Absorption in a single activity such as learning a hobby or skill, instead of wildly multi-tasking, creates a “flow” state of unself-consciousness that helps to develop our higher-functioning cerebral cortexes, and to stem the nagging idea that “fun” is always somewhere else, needing pursuing.
Meditation A study by Japan’s National Institute of Industrial Health of 600 workers who had been taught to meditate found that they had improved emotional stability, showed less anxiety and neurosis, and fewer nagging physical ailments.
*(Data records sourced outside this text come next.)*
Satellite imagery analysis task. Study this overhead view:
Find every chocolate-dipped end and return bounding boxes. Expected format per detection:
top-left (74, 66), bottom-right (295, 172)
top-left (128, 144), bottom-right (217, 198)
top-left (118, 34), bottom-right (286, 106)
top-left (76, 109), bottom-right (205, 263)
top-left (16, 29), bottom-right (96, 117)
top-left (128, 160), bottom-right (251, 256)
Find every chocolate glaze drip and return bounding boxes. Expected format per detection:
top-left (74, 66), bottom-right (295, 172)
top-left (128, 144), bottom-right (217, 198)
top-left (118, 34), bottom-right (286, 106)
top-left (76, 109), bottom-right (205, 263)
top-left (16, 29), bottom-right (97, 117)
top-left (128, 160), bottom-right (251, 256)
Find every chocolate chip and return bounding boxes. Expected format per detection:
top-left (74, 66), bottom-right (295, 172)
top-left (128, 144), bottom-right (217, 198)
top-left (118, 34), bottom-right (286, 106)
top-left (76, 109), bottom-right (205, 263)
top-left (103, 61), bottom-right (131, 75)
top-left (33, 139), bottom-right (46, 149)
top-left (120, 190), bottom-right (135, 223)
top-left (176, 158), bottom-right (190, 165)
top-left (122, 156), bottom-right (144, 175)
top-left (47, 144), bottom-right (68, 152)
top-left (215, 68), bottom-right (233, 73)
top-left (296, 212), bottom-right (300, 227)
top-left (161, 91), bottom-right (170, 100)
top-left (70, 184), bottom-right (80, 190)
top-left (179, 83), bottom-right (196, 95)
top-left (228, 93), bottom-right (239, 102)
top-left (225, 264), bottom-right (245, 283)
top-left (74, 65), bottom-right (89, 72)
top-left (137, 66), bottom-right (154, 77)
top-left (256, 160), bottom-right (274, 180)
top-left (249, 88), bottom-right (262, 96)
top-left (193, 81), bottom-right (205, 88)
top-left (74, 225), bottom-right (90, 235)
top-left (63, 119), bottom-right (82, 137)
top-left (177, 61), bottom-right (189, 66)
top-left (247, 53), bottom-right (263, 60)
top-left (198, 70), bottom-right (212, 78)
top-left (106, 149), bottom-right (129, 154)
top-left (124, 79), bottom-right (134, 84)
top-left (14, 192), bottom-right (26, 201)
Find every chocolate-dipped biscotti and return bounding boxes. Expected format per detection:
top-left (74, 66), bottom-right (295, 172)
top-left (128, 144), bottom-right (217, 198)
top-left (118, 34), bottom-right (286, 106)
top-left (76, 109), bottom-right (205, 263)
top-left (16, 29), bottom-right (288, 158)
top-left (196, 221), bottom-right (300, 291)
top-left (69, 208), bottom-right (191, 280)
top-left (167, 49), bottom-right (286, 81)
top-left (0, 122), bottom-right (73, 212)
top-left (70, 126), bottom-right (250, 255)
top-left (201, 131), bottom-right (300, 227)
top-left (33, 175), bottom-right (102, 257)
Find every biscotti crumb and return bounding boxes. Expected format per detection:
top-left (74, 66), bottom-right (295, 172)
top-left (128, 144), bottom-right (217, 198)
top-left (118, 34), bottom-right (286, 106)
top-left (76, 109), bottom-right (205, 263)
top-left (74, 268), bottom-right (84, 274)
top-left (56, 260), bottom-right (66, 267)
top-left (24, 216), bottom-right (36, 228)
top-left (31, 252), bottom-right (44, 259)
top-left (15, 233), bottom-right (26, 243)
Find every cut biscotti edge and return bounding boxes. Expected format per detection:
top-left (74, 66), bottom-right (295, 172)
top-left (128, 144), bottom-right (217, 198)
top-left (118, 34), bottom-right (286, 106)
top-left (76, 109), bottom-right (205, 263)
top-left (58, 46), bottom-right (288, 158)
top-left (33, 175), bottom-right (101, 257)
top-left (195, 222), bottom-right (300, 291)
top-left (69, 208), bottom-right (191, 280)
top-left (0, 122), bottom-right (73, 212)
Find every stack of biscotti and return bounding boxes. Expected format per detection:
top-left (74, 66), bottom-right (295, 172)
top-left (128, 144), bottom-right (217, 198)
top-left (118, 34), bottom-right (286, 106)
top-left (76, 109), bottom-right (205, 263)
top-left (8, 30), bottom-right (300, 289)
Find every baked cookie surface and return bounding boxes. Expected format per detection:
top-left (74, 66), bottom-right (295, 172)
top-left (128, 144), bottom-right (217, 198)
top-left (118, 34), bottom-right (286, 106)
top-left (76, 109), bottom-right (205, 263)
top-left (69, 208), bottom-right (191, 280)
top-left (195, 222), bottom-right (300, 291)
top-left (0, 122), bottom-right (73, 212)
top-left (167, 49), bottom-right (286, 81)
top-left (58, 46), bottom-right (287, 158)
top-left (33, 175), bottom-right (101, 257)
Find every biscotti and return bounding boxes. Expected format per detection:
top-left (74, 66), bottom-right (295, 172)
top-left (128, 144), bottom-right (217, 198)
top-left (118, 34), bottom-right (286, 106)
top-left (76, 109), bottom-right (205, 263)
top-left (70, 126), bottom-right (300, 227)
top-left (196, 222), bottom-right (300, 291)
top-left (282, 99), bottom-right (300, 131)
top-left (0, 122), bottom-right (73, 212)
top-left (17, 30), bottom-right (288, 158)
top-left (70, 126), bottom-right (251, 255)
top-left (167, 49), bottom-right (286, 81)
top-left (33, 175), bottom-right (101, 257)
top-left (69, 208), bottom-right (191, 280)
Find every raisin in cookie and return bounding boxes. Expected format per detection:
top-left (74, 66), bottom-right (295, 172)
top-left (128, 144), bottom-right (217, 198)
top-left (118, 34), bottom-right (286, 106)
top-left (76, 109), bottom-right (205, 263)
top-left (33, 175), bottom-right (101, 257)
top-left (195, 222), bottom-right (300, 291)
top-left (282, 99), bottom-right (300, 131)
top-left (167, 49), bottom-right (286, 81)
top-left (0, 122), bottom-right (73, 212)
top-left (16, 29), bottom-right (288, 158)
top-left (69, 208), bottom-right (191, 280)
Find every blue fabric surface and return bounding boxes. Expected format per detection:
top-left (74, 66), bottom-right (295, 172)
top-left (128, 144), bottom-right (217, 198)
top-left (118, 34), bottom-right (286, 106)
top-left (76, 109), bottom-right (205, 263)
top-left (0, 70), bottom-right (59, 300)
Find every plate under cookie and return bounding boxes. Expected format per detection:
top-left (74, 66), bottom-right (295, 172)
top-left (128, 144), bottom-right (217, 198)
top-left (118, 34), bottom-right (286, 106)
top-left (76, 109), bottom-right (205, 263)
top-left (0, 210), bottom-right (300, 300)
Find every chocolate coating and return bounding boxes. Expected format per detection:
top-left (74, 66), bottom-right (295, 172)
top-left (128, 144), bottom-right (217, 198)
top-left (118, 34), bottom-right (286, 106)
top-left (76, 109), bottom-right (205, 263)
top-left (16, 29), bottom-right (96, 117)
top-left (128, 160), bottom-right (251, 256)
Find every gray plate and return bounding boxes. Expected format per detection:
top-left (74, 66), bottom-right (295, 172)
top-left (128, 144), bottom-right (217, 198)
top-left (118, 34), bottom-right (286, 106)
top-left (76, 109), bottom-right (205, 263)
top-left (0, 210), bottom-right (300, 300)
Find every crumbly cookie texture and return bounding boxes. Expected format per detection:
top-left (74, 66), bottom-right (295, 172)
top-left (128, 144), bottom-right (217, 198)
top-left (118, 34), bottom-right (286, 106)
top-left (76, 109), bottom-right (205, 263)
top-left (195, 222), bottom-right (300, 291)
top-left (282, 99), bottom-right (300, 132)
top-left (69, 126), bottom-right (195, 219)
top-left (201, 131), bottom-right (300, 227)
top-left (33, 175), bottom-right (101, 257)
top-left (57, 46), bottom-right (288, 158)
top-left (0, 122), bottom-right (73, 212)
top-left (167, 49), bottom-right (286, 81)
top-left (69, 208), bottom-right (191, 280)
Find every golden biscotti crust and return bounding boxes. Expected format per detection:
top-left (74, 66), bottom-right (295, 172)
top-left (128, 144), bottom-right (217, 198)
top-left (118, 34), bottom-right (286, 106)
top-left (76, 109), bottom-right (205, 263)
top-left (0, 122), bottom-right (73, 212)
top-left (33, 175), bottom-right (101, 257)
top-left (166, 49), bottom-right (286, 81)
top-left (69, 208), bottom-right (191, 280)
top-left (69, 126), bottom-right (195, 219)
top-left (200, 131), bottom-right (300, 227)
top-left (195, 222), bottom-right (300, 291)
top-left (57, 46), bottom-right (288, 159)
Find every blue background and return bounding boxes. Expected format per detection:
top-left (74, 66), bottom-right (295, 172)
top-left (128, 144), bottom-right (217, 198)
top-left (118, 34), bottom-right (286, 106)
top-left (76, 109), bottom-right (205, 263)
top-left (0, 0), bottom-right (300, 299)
Gratitude Modern life presses us to fixate on what we don’t have, rather than what we already enjoy. Texas University studies in the Journal of Personality and Social Psychology say that people who nurture their sense of gratitude raise their energy, optimism and enthusiasm levels. An American Journal of Cardiology study shows that gratitude boosts people’s heart health, perhaps because they felt emotionally less harried. As a Tibetan saying goes: “The moment we are content, we have enough. The problem is that we think the other way round: that we will be content only when we have enough.”